LitCharts assigns a color and icon to each theme in A Passage to India, which you can use to track the themes throughout the work.
Colonialism
“Muddles” and Mysteries
Friendship
Division vs. Unity
Race and Culture
Summary
Analysis
After the “shipwreck,” Aziz and Fielding suddenly find their old friendship and harmony restored, as if the intervening years had never happened. They go for a last ride in the Mau jungles before Fielding leaves, aware that they will never see each other again. Officially, Fielding’s visit has been a failure, as Godbole never actually showed him the school he came to examine. Aziz finally tells Fielding the truth: the school was converted into a granary, but Godbole didn’t want to admit it to Fielding. Fielding laughs at the muddle, but “he did not travel as lightly as in the past,” and he is deeply concerned about the state of education in India now.
The two friends are now mysteriously reconciled after the climactic confusion, although they have grown apart into their own separate flaws. Aziz is now fiercely nationalistic and often unreasonable, while Fielding has become more of a typical English official, placing his trust in the colonial system. They recognize that this is the last time they will see each other, and that the humanistic “experiment” of their friendship has failed in the long term.
Aziz and Fielding ride through beautiful jungles and fields, feeling happy. The nature they pass seems almost as “park-like” as England, but still slightly strange and unfamiliar. Aziz gives Fielding a letter for Adela, thanking her for her actions during the trial. He now realizes that she acted bravely, and he says that he will appreciate her and try to “wipe out” the Marabar incident forever.
The foreign and unfriendly Indian landscape suddenly seems more familiar and comfortable, just as the two men start to understand each other again, and Aziz decides to forgive Adela. He is finally freeing himself from the prison of his bitterness.
Fielding says that Aziz should talk to Stella or Ralph, as they have some interesting ideas about the Marabar Caves, and seem drawn to Hinduism since arriving in Mau. Stella and Fielding’s marriage has been difficult, but Stella seems to have found “some solution of her queer troubles” in Mau. Aziz doesn’t want to meet the Moores again or talk about Hinduism, saying that he still doesn’t understand Hindus even after living with them.
Aziz and Fielding have basically failed in their “experiment” of friendship, and neither of them has any interest in Hinduism, so ultimately Forster puts forward the Moores as his hope for the future of a kinder and more openminded England, just as he proposes Hinduism as a potential unifying force for India.
They then discuss politics. Fielding and Aziz have both grown more politically “hardened” than before, and have differing views, but in their intimacy they can discuss things without anger or misunderstanding. Fielding now believes that the British Raj cannot be abolished simply because it is impolite—he uses the example of Godbole’s school, saying that India “goes to seed” without an English presence.

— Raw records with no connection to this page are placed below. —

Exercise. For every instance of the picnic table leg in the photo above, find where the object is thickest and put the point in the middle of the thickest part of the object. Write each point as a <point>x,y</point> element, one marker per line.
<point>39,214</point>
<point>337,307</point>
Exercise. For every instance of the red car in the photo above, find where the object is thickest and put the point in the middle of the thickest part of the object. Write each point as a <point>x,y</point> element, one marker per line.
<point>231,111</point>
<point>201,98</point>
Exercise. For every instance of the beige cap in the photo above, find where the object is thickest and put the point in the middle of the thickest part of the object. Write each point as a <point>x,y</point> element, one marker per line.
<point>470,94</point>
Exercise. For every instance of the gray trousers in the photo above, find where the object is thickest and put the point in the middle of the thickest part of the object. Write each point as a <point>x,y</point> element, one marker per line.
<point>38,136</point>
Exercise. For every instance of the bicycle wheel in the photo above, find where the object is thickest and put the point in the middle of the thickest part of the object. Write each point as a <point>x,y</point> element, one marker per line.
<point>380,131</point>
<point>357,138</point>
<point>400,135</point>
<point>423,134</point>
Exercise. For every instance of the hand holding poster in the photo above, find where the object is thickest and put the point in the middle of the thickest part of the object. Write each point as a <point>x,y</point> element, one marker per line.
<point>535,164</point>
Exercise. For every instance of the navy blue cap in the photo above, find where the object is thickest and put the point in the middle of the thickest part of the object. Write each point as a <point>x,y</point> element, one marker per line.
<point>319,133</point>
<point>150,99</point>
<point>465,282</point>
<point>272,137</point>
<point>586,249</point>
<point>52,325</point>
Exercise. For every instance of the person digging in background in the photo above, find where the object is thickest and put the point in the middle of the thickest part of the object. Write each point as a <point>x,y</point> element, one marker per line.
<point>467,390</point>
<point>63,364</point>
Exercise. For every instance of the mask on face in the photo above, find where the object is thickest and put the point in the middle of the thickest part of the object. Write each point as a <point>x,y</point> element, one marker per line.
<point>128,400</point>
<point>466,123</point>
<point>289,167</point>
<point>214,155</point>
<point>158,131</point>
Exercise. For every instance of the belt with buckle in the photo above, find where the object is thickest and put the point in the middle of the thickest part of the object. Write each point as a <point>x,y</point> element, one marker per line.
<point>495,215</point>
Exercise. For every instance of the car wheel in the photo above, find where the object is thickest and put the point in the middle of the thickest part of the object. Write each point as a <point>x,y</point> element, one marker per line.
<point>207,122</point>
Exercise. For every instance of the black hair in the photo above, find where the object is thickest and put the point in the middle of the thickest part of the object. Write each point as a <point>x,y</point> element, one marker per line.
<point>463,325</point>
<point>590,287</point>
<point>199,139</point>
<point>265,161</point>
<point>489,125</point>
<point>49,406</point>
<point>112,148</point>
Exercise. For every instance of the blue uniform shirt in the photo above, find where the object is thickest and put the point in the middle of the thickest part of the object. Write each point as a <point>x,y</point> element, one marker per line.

Even though their actual views differ more sharply now, on this last ride the two men can perceive the sincere “truth of mood” and lack the miscommunications of their former intimacy. Fielding now takes his compatriots’ view of the British Raj—that justice is more important than kindness.
Aziz, on the other hand, says all the English should “clear out,” as the Indians don’t need them anymore. He predicts that during the next European war, when England is in trouble again, then the Indians will take back India. Aziz stumbles when Fielding asks him for details of his plan to drive out the English and unite India, but he is still filled with confidence and excitement that India will become its own nation.
It is now through Aziz that Forster predicts the downfall of the British Raj and the rise of a multicultural Indian nation—events that would indeed occur in 1947, after World War II. Aziz lacks evidence and a detailed plan, but he has now put his passion and imagination behind a cause of a free and independent India.
Aziz declares that India will drive out every last Englishman, even if it must happen in his children’s generation. And only then, he says, can the two men truly be friends. Aziz and Fielding embrace. Fielding asks why they can’t be friends now, as both of them want it. But then their horses swerve apart, and the earth, rocks, temples, and sky seem to separate them, declaring, “No, not yet.”
The novel ends on a slightly pessimistic note, as the Indian landscape itself divides the two men from the true friendship they both desire. And yet the land’s answer is not “no,” but “not yet”—leaving open the potential for the success of humanism and equality and the possibility of future friendship. Aziz and Fielding, like India and England, can be true friends if the colonial system is fixed or overthrown so as to eliminate the dynamic of power between the English and Indians, and if people can come together with respect, openmindedness, and kindness, along with a belief in the unity and equality of everyone.